|sent from: London, UK. destination: Chicago, IL, USA|
“Printing on paper with wood-blocks was the mass communication medium of its day. There were whole workshops of carvers and printers. Prints would be put on the walls, pasted over the following week with a new one. Now there are only about 10 traditional carvers left.”
This is what out workshop teacher told us. The workshop on Japanese woodblock printing held at the British Museum was a window into a dying world. Aside from the craft itself, every material involved in the process is increasingly hard to find and expensive. The seasoned cherry wood; the samurai-blade carving tool; the gorgeous paper fibre; the custom hand-woven baren. To say nothing of the 10 years it takes to apprentice as a carver, or the 15 to apprentice as a printer. The market is shrinking, the traditional techniques unable to compete with modern technology. As much as I want to see this craft preserved, I also think that everything has its day… when it is gone, perhaps, that is just how it is.

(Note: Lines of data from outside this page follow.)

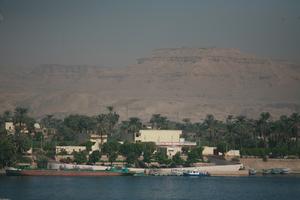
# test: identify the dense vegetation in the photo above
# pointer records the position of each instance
(258, 137)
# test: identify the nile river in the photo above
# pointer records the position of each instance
(138, 188)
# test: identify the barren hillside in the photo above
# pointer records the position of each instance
(179, 83)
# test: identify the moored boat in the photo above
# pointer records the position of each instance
(195, 173)
(252, 172)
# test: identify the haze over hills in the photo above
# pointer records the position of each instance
(177, 82)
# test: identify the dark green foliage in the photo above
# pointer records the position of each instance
(42, 162)
(94, 157)
(89, 145)
(194, 155)
(177, 160)
(23, 142)
(7, 151)
(111, 149)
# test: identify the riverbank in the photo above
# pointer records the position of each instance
(258, 164)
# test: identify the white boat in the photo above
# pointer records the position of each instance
(195, 173)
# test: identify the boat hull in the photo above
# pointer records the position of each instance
(62, 173)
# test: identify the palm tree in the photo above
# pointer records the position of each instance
(134, 125)
(295, 126)
(20, 115)
(230, 128)
(210, 123)
(264, 126)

Perhaps this is a reflection of my feelings about other mass-market crafts, including that of visual effects. How long before I stand in front of a building, empty or re-purposed and say, “This used to be full of people. Every floor we had people of different disciplines, Do you know we used to have to fix each shot, frame by frame, by hand? And we made a living doing it! It’s hard to believe, I know.”
The connection between these worlds was made most strongly when the teacher told us of the rivalries and ribbing between the carvers and the printers, each accusing the other of messing up their work, or passing along substandard product. Oh, those animators, let me tell you…
The above print was the result of the workshop, mounted to the back of a cereal box.